In the United States Court of Appeals For the Seventh Circuit
July 27, 2011
THOMAS FRIZZELL, PLAINTIFF-APPELLANT,
CARL SZABOAND SANGAMONCOUNTYSHERIFF'SOFFICE, DEFENDANTS-APPELLEES.
Appeal from the United States District Court for the Central District of Illinois. No. 3:08-cv-03147-Michael P. McCuskey, Chief Judge.
The opinion of the court was delivered by: Evans, Circuit Judge.
ARGUED APRIL 12, 2011
Before KANNE and EVANS, Circuit Judges, and CLEVERT, District Judge.*fn1
This appeal arises from Thomas Frizzell's excessive force and false arrest suit against former Sangamon County, Illinois, deputy Carl Szabo. Although a jury found for Frizzell on the excessive force claim, it awarded only nominal damages. Frizzell now appeals the damage award and the subsequent denial of his motion for attorney's fees. We start with the facts.
The arrest in this case stems from what should have been a routine traffic stop in Springfield, Illinois, in November 2006. Szabo was on duty in his cruiser, parked in a gas station lot, looking to ticket drivers who weren't wearing their seatbelts. Around 5:45 p.m. Frizzell drove by on his way to work at a nearby Lowe's Home Improvement store. Szabo saw that Frizzell wasn't wearing his seatbelt and pulled in behind him, but didn't activate the cruiser's emergency lights. At this point Frizzell led Szabo along an indirect route to the Lowe's store. By the time they arrived at Lowe's it was 5:57 p.m. or so, and Frizzell, who was due at work at 6:00 p.m., sped into the parking lot. Szabo pulled in behind him and activated his emergency lights.

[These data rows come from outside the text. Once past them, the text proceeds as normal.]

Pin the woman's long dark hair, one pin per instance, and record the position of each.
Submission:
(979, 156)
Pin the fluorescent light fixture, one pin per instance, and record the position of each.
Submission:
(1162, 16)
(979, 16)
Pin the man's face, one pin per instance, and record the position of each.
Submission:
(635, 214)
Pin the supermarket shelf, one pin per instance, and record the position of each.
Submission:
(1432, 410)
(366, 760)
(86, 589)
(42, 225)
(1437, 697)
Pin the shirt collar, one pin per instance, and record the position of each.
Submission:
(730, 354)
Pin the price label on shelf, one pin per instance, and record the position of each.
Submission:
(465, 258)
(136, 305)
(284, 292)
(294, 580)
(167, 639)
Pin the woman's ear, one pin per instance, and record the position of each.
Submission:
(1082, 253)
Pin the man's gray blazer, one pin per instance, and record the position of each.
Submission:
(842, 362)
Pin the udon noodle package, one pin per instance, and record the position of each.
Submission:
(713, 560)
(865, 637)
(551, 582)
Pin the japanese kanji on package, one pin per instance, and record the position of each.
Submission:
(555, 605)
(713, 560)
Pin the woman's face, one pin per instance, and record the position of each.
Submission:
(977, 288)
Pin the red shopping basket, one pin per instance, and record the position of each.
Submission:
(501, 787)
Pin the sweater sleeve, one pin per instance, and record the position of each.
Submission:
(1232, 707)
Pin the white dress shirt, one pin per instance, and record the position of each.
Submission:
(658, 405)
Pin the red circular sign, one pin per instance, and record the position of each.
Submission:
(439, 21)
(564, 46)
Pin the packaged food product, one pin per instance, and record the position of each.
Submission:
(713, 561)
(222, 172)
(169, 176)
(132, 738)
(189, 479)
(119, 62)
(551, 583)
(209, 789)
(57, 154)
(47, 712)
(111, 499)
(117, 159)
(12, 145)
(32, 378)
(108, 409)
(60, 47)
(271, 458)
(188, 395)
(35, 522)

At this point, the testimony of the two men diverges. Szabo claims that Frizzell got out of his car and ignored a command to get back in the vehicle after being told that he was stopped for a seatbelt violation. Instead, Frizzell responded that he was late for work and didn't have time for this. He continued to jog across the parking lot toward the Lowe's. In contrast, Frizzell says he didn't see Szabo until he got out of his car, at which point he saw flashing lights and heard a lot of screaming, but didn't realize it was directed at him because he had done nothing wrong (Frizzell claimed throughout trial that he was wearing his seatbelt). Unable to make out what the deputy was saying because of the distance between them, and assuming it wasn't directed at him, he continued to hurry toward the store because he didn't want to be late for work. In a somewhat contradictory statement, Frizzell also claimed that after exiting his car he heard the deputy calling in via radio a "suspicious black" male in the Lowe's parking lot (this despite not being able to hear what the deputy was screaming), and, knowing he'd done nothing wrong but fearing police harassment, decided to jog toward the store.

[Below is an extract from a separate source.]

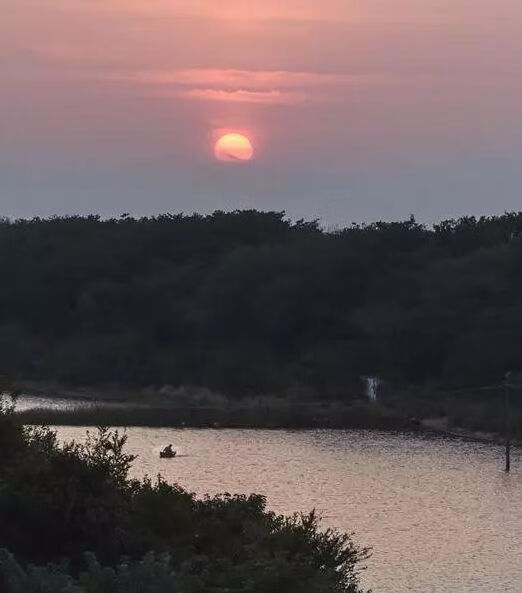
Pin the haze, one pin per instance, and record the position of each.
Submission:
(358, 110)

Both parties agree that Szabo then drove his squad car between Frizzell and the store, cutting off Frizzell's route. Szabo claims he told Frizzell to stop and that he was under arrest. Frizzell claims it was at this point that he finally realized Szabo wanted to speak with him. He told Szabo he was going to go clock in and would come back out to speak with him. Frizzell then headed toward the exit doors to the store and began prying them open. According to Frizzell, he usually entered the store this way because the exit doors were closer to the time clock where he punched in to start his work shift. Szabo followed Frizzell toward the doors and grabbed his wrist from behind. Frizzell broke free because, he says, he didn't know who was grabbing him.
Here the stories diverge further. Szabo testified he told Frizzell again to stop, that he was under arrest and, "if you don't stop I'll taser you," but Frizzell ignored him and continued trying to pry open the doors. Frizzell testified Szabo pointed a gun at him and said, "stop, or I'll shoot," and asked Frizzell why he had run. Frizzell responded that he was going to go inside and get the store manager to verify that he worked there, then turned away from Szabo and continued inside. Three eyewitnesses all testified that Szabo told Frizzell to stop as he was trying to get in the exit doors.

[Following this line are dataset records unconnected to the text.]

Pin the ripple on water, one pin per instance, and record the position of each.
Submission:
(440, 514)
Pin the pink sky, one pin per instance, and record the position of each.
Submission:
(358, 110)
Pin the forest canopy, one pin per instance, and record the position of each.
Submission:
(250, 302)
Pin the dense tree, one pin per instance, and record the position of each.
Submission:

Both parties agree that Frizzell continued entering the store, and at this point Szabo, who is a foot shorter, 75 pounds lighter, and 25 years older than Frizzell, hit him with a taser, a device designed to immobilize a suspect. Szabo testified that he was concerned because Frizzell had overreacted to a routine traffic stop, ignored repeated orders to stop, and was running, without explanation, toward a populated store. At this point, and in light of the size difference between the two men, Szabo felt the best way to stop Frizzell was to hit him with a shot from his taser. After the first jolt, Szabo thought that the taser was not working correctly, and so he proceeded to tase Frizzell four more times because Frizzell kept ignoring orders to stay down. After the fifth attempt, he pepper-sprayed Frizzell and subdued him. The taser's internal log verified that it was activated five times, with breaks of a few seconds between activations, and that it was manually shut off before the fifth activation had finished. Two witnesses testified that after hitting the floor, Frizzell continued to try to move toward the doors to the store.
In contrast, Frizzell testified that he stayed down and ignored an order from Szabo to roll onto his stomach because he was unable to move. Frizzell claimed that while he continued to lie on the ground, unable to move, he was tased continuously, probably 6 or 7 times. He also claims Szabo jumped or knelt on his chest, knocking the air out of him, and that after he was handcuffed Szabo doused him with pepper spray.
Frizzell was fired from his job at Lowe's as a result of this incident. He testified that he felt tired and like he was going to pass out for approximately two weeks following the incident. Because he did not have medical insurance, however, he didn't seek treatment for his problems. Charges against Frizzell relating to this incident were eventually dropped, and Frizzell then sued Szabo for excessive force and false arrest under 42 U.S.C. §§ 1983 and 1988. Szabo counter-sued for battery, seeking $75,000.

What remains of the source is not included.